The Daily Show would have loved the sign I saw the other day, now that the mocking of the Occupy movement is in full force.
Jon Stewart's daily dish recently had a go at New York protesters for being bizarrely dressed, generally slackerish and given to wanton dancing. CNN's Erin Burnett went the superior sorority girl route, smugly pointing to one oddly costumed participant as only, "that."
Still, under that smug are good questions about a gone-global movement surely making the 1 percent a little nervous over their nightly cognacs. Who exactly is it occupying streets from New York to Seattle? What do they want? And do they even vote?
When I hit our own Occupy Tampa camp to ask, what do I see but a guy with a sign in red letters that says: TOFU IS MURDER!
And … um … okay.
Even the other Occupiers were scratching their heads at that. They had signs more down with the financial inequality theme: STOP CAPITALIZING. PEOPLE NOT PROFITS. And the all-important reminder: WE'RE STILL HERE.
The group united against corporate greed and bought-and-sold government is more tattoos than ties, a few bare feet, a couple of homeless and one mohawked guy with duct tape on his mouth whom the TV cameras can't seem to get enough of. The crowd, on this rainy day down to about a dozen, turns out to be made up of both voters and those who say they are too disillusioned.
On the curb I meet two women in their 50s, morning walking partners who "solve the political problems" and "save the world in a 5-mile walk." Barb Sherry — here with Karen Joseph, a STRENGTH IN UNITY sign and an American flag — says the young people she's met are "good-hearted." But as someone who hasn't missed a chance to cast a ballot, what does she think of people who say they don't vote because it doesn't seem to matter?
"I have a lot of sympathy for them because I think there's a lot of truth in their feelings," she says. "But I feel like if we give up the good fight. … "
A DJ named John Thomas tells me he hasn't voted in years because he can't see a difference in the candidates. Kevin Flynn, a soft-spoken Army vet, doesn't trust the system to turn out someone who represents the people, so he does this, trying "to indirectly affect change."
That disillusionment is something I hear a lot lately from young people I know who didn't see the big change they hoped for the last time around. Why should I vote if it doesn't rock the world? And you can't say "because it can" enough.

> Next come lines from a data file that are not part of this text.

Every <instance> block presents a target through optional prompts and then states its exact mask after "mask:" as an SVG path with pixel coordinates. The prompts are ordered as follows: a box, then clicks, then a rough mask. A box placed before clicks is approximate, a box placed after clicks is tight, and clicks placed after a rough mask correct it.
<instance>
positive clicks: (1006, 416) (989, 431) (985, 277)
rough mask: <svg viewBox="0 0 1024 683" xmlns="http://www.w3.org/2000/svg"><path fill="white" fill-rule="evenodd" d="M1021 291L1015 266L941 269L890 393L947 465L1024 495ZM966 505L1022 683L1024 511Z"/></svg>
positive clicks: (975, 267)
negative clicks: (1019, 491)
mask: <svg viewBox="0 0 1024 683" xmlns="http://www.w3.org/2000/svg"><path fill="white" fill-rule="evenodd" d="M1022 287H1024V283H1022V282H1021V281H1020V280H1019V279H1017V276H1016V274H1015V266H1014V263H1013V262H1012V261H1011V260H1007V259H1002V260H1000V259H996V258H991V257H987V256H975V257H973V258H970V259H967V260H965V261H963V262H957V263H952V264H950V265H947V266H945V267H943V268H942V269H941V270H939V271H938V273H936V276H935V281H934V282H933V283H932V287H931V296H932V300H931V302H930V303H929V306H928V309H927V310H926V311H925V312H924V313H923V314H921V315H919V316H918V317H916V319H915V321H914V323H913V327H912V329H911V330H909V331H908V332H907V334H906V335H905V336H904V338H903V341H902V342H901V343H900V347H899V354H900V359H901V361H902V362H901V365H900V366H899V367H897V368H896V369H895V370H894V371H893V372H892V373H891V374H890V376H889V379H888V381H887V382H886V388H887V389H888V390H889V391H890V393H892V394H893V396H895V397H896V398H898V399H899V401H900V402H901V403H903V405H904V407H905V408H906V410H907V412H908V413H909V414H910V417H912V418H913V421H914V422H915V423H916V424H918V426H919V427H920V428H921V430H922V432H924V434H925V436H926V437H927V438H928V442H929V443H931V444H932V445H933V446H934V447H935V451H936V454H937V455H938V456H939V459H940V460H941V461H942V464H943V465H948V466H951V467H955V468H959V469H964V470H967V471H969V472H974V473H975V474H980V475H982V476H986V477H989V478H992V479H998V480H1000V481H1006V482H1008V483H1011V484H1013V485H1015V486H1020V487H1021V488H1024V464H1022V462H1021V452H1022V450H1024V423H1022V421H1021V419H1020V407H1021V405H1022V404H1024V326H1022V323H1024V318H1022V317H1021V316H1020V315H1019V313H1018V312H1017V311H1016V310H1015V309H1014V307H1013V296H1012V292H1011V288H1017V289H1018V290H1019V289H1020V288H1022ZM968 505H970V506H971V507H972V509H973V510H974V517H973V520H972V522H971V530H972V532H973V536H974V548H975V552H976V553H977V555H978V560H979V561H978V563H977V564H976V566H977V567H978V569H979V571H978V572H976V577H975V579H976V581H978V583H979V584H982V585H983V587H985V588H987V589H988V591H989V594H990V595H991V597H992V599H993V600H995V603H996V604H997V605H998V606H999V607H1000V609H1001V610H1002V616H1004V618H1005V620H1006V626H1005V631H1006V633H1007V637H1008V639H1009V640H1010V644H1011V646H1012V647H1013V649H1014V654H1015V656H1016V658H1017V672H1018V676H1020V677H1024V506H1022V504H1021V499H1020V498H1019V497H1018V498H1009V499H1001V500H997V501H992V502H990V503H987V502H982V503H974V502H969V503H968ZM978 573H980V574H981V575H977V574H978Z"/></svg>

I also meet Pepe "Slamdunk" Kovanis, a 30-year-old organic gardener who voted for Obama and will vote again in 2012, "absolutely." Shane Ali, a freelance videographer out there in a Bob Marley T-shirt, has already filed to run for state representative.
There's Alicia Dion, a 24-year-old University of Florida grad in a Glee shirt who says she couldn't afford law school (too bad, because she sure can argue her case on, say, the absurdity of homeless on our streets as foreclosed houses sit empty). She votes and "tried to get as many people to vote as I possibly could."
I do applaud a good protest, particularly one to unnerve the powerful. But not voting, not adding your voice there, too, might be the surest way to stay among the mocked rather than the ones politicians actually listen to.